Advances in machine learning have recently enabled more accurate computational prediction of peptide chromatographic retention time and fragmentation profiles [6–8], thus creating opportunities to build virtual spectral libraries from predicted spectra to be used in targeted proteomics assays [9,10]. Here we describe an application of MS2 spectrum prediction to assist the generation of PRM assays for detecting alternative protein isoforms in the heart. We first nominated a list of likely-translated non-canonical protein isoforms using a proteogenomics approach we recently described [11,12]. For each alternative peptide, we then generated virtual spectral libraries using an available deep learning tool to predict peptide fragmentation patterns [6] to build detection assays for their detection in the endogenous human heart proteome. Our results suggest that predictions-aided PRM mass spectrometry can present a viable strategy to detect and verify alternative isoform proteins in the heart.
2. Method Summary
We constructed computation-assisted protein assays using computationally predicted peptide fragmentation spectra. The spectra were predicted using the neural network implemented in Prosit [6]. Collision energy and retention time predictions were calibrated with HeLa cell digest experiment data using data-dependent acquisition (DDA) mass spectrometry. Human adult heart lysate (adult female donor, aged 76 years, no known heart diseases) was purchased from Novus Biologicals. Three technical replicates of shotgun DDA and PRM data were acquired on a Q-Exactive HF mass spectrometer (Thermo) and analyzed using Skyline [13]. Similarly, three biological replicates of AC16 cells data were acquired using PRM. Protein structures 4A7L and 4G1N were retrieved from Protein Data Bank. Details are in Supplementary Methods.
3. Results and Discussions
3.1. Selecting candidate cardiac alternative isoform peptides.
We recently described a proteogenomics strategy that combines RNA-seq and mass spectrometry to identify translated alternative splicing isoforms [11,12]. The protein isoforms are identified via non-canonical peptides that correspond to isoform-specific exons or exon junctions, such as sequences that span two exons that are non-consecutive in the canonical protein. In a hypothetical protein with 3 exons where the canonical exon 2 is skipped over in a shorter alternative isoform, a peptide segment spanning exon 1 and exon 3 would distinguish the alternative isoform. Using RNA-seq transcript splice junctions to construct a human heart-specific protein database, we reanalyzed three large public human heart shotgun proteomics datasets (PXD006675, PXD000561, PXD010154) to acquire the list of non-canonical peptide candidates. We then filtered this list to include only non-canonical isoform peptides with a 1% peptide false discovery rate (Percolator q-value ≤ 0.01), were ≥9 amino acid long, and had no chemical or enzymatic modifications besides cysteine carbamidomethylation (Supplementary Figure S1). The shortlisted 954 non-canonical peptides belonged to 339 genes that represent likely translated protein isoforms in human hearts (Supplementary Table S1).
3.2. Prediction of MS2 spectra using a neural network.
Despite stringent filtering, identifying non-canonical peptides with shotgun proteomics can still be prone to pitfalls including false positive identifications and inconsistent detection across samples. PRM provides a means to verify the peptide sequences that have been discovered from shotgun proteomics and enable their routine detection across multiple samples.; however, as mentioned above, the building of PRM assays commonly relies on chemically synthesized peptide standards, which can be financially prohibitive to procure at scale. We therefore explored an alternative approach to synthetic standards for PRM (Figure 1A).
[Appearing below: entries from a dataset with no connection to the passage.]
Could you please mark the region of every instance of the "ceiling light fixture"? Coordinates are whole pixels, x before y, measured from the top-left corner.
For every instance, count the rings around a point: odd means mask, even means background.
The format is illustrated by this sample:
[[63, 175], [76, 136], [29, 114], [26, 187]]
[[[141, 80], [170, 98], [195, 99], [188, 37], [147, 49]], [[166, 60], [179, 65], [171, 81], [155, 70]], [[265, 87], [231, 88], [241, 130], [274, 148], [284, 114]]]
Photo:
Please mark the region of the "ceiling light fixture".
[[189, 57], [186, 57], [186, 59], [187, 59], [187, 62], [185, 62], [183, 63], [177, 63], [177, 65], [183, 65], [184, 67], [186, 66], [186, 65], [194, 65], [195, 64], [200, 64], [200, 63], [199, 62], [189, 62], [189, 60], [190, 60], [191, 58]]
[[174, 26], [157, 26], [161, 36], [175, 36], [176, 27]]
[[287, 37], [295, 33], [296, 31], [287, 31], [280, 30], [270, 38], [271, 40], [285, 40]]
To predict the fragmentation pattern and retention time for each peptide, we utilized a neural network implemented in Prosit to predict MS2 fragmentation patterns and chromatographic retention times of the isoform peptides, after calibrating peptide fragmentation energy and retention time using a complex protein mixture on a local instrument (see Supplementary Methods). The predicted fragmentation spectra of all 954 candidate isoform peptides are shown in Supplementary Table S1 and Supplementary Data S1. On average the predicted spectrum of each sequence has 29 fragments at 1% or more relative intensity (Interquartile range: [21–39] fragments).
Figure 1 |. Computation-Assisted PRM Detection of Protein Alternative Isoforms.
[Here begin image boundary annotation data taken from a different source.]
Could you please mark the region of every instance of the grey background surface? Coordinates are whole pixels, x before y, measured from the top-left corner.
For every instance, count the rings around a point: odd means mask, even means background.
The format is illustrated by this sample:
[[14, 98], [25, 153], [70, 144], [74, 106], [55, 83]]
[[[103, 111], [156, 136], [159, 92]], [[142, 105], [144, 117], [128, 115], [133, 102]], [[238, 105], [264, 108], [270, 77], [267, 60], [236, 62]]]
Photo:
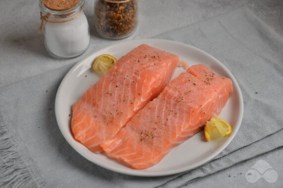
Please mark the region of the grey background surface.
[[[243, 5], [283, 36], [283, 1], [247, 0], [141, 0], [137, 32], [125, 40], [149, 38], [190, 23], [225, 13]], [[94, 30], [93, 0], [86, 0], [86, 12], [91, 28], [92, 43], [83, 55], [70, 60], [50, 57], [45, 49], [38, 1], [0, 1], [0, 87], [76, 62], [94, 50], [117, 41], [100, 38]], [[283, 185], [283, 148], [258, 156], [195, 181], [185, 187], [275, 187], [262, 179], [248, 183], [245, 174], [258, 160], [269, 163], [279, 175], [276, 185]], [[279, 184], [279, 182], [280, 183]]]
A. Schematic of workflow to build targeted proteomics assays using predicted MS2 spectra. Step 1: candidate translated protein isoform sequences are identified by co-analyzing RNA-seq and shotgun proteomics data. Step 2: a neural network is used to predict fragmentation patterns and retention time of the candidate peptides. Step 3: The predictions are used to build targeted mass spectrometry methods to detect cardiac protein isoforms. B. List of 22 alternative isoform peptides detected in the human heart using parallel reaction monitoring (n=3; technical replicates). Rankings of protein popularity are calculated from citation-weighted publication counts among PubMed papers in each topic.
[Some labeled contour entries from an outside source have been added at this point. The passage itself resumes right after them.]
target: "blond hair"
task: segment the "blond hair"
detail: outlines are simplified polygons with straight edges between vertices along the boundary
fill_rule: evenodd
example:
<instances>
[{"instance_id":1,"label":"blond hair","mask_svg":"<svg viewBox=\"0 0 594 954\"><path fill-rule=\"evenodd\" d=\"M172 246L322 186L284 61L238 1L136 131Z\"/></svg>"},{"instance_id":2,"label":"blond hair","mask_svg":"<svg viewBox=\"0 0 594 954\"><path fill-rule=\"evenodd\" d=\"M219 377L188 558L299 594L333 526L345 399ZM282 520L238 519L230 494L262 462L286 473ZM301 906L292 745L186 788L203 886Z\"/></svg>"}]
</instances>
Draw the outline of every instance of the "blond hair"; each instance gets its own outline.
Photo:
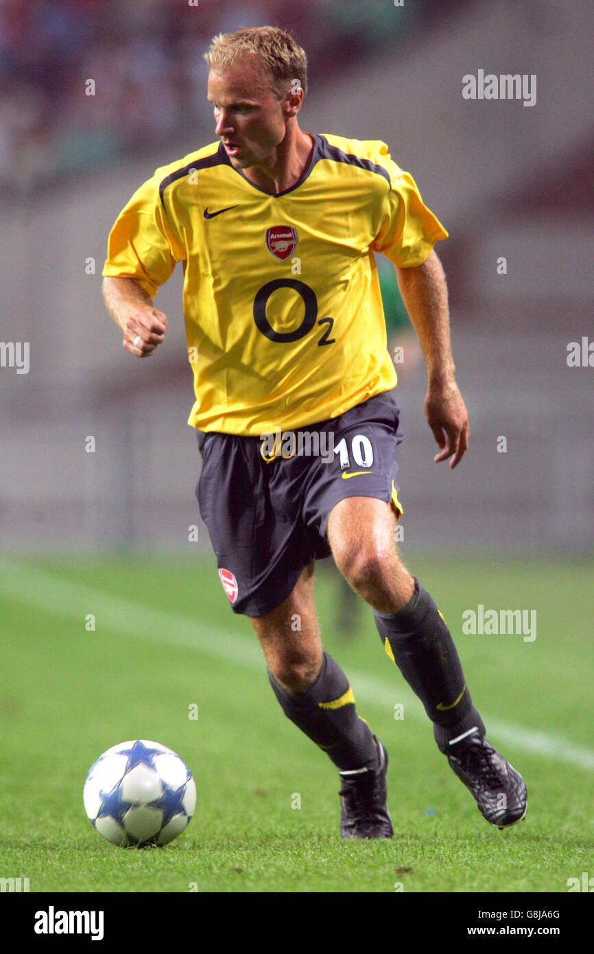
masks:
<instances>
[{"instance_id":1,"label":"blond hair","mask_svg":"<svg viewBox=\"0 0 594 954\"><path fill-rule=\"evenodd\" d=\"M240 27L233 33L218 33L204 53L209 69L223 71L245 56L256 56L270 79L275 94L282 99L295 80L307 93L307 56L290 33L279 27Z\"/></svg>"}]
</instances>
Because many isoform peptides are not commonly reported in proteomics experiments and may contain different sequence features (e.g., non-tryptic ends or missed cleavages due to the enrichment of lysine at exon junctions) than those used to train the neural network, we assessed whether the predicted spectra corresponded well to experimental ground truths. To do so, we compared in silico spectra to experimental MS2 spectra of 12 synthetic peptide standards of non-canonical sequences we previously acquired [11] (Figure 2A; Supplementary Data S2). The results show that predicted and synthetic spectra showed a high degree of concordance as evidenced by visual comparisons of fragment ion intensity patterns, as well as through calculated spectral dot product scores in Skyline (Figure 2A). We further examined 8 additional synthetic peptides corresponding to isoform sequences, and again observed a high degree of correspondence between experimental and predicted spectra. Taken together, the estimated fragmentation patterns of the peptides closely matched empirical measurements from synthetic standards and endogenous peptides, supporting that neural network predictions could provide a reasonable surrogate to synthetic standards for building and verifying targeted protein detection assays for the examined non-canonical peptides (Supplementary Data S2 and S3).
Figure 2 |. Identified Protein Alternative Isoforms in the Human Heart.
A. Comparison of predicted (top) and experimental (bottom) MS2 spectra of two selected sequences, showing concordance between predicted and experimental spectra. B. Example splice graphs of targeted alternative peptides (red) and the canonical exon sequences they replace (blue) in three cardiac genes (see Supplementary Data S4 for additional splice graphs). UniProt-documented phosphorylation sites are highlighted on the canonical sequence. C. Protein structures showing the location of the canonical sequences replaced in the alternative isoforms in (top) PKM (4G1N) (blue: alternative region) and (bottom) TPM1 (4A7L) (red: alternative region; pink: myosins; beige: actins; white and orange: tropomyosin chains).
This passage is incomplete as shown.